The banks have made it difficult for Congressional Democrats and the White House to give stretched homeowners a stronger hand in negotiating lower monthly payments on mortgages and to prevent credit card companies from imposing higher fees and interest rates.

Having won some early skirmishes by teaming with Republican allies, the banks now appear to have the upper hand and may wind up killing — or at least substantially diluting — both pro-consumer measures.

I don’t think they’ll stop the credit card bill – the President has personally stepped in on that one and I expect a decent bill to pass, the way it did yesterday – but cram-down does look dead, with key Democrats jumping ship. James Kwak correctly sources my anger.

The banks leading the charge over Chrysler: JPMorgan Chase and Citigroup. The banks opposed to cram-downs: Bank of America, JPMorgan Chase and Wells Fargo. The banks blocking credit card protections: American Express, Bank of America, Capital One Financial, Citigroup, Discover Financial Services, and JPMorgan Chase. All or almost all are bailout beneficiaries. But don’t blame them: they’re just doing what they can to maximize their profits at the expense of the taxpayer, which is perfectly legal (and even ethical, depending on your conception of shareholder rights). Instead, you should be wondering why they are in a position to be maximizing profits at the taxpayer’s expense.

If you’re Tim Geithner or Barack Obama, you’re probably thinking that now would be a nice time to have a controlling interest in these banks so they would stop blocking your efforts to help the rest of the economy.

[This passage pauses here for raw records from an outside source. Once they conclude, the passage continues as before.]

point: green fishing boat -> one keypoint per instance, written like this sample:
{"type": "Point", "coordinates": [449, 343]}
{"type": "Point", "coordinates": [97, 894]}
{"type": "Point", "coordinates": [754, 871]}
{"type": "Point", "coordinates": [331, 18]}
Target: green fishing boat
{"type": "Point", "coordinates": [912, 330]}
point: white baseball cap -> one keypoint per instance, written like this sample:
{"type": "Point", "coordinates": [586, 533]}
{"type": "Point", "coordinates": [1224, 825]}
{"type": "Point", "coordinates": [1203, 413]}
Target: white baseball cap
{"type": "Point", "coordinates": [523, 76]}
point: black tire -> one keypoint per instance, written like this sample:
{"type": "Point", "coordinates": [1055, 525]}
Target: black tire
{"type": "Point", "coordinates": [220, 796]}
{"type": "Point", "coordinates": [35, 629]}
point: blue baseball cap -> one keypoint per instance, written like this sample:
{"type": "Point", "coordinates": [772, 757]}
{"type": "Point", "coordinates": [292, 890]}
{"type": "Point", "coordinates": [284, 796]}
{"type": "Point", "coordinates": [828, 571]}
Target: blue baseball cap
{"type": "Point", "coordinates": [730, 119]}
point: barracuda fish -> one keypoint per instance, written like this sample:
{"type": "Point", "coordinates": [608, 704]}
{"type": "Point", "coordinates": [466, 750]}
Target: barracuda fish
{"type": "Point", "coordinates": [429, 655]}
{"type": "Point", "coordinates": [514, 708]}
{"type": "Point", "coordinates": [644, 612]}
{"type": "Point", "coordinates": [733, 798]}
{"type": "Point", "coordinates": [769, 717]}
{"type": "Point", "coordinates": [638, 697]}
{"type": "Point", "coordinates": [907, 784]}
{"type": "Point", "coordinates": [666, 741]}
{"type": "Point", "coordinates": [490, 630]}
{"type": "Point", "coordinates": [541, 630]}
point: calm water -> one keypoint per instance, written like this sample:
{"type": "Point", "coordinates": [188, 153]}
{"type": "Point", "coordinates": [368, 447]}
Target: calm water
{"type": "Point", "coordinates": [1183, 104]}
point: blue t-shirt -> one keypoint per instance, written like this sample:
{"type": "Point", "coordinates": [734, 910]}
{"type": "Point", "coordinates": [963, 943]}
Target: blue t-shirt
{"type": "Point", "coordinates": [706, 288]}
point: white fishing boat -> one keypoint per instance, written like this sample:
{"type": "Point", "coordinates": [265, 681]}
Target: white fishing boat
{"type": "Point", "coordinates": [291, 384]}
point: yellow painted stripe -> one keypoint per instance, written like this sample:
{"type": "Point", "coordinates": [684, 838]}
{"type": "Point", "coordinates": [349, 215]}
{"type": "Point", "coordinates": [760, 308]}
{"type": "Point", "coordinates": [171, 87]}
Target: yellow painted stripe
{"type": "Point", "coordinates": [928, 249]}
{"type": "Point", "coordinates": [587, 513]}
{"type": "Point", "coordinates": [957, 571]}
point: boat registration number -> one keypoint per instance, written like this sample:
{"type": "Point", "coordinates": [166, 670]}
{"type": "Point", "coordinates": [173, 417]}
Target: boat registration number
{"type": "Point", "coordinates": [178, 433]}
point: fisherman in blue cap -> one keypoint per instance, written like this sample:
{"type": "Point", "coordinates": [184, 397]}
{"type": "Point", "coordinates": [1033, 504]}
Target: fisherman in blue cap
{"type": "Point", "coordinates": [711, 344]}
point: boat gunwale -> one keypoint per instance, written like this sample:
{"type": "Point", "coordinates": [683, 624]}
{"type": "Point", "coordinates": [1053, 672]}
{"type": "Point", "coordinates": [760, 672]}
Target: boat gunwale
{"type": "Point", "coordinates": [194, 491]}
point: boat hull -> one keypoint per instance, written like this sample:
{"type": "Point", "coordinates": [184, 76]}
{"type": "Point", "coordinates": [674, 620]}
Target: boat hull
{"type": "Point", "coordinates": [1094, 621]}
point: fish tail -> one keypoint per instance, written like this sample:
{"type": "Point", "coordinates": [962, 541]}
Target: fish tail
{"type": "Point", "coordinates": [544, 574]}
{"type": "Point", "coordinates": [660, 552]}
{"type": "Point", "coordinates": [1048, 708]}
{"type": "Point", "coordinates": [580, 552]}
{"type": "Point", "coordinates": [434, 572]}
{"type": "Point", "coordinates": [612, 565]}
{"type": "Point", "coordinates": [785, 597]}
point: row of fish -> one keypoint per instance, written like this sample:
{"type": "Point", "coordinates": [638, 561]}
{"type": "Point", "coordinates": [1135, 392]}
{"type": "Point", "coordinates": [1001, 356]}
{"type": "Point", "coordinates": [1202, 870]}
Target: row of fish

But the government has consistently bent over backward to avoid gaining control over the banks. It began with Henry Paulson (Bush administration) taking non-convertible, non-voting preferred shares last October; it continued with the Citigroup and Bank of America bailouts in November and January (during the transition period), in which the banks got underpriced asset insurance in exchange for more non-voting shares; and it peaked in the third Citigroup bailout in February, when the Obama administration insisted on forcing other investors to convert preferred shares into common, precisely to avoid getting a majority stake.

If the government had simply accepted the ordinary consequences of its actions – majority ownership – it would at least not have to plead for favors from Citigroup and Bank of America, who desperately needed help on any terms the government chose to dictate. Arguably JPMorgan and Wells are in a different situation, since the government was never in a position to buy a majority stake, and they are claiming they only took TARP money as an act of patriotic solidarity. But leaving aside TARP capital, the government has gone to extraordinary lengths to protect the financial system – guarantees on money market funds, increased guarantees on deposits, guarantees on bank debt, massive programs to lend against or purchase securities, not to mention the AIG bailout conduit – without which none of these banks would be in a position to make a profit. Yet it has left the banks in a position to capture the entire surplus from its actions, without getting the kind of concessions that would come in handy now.

When government takes its own tools away from itself, this is the consequence – a society governed by oligarchs.

… Chrysler’s likely to go bankrupt over this, although this could just be a way for the Administration to try and show a little leverage. Thank you o wise banksters for salvaging your profits at the expense of millions of workers.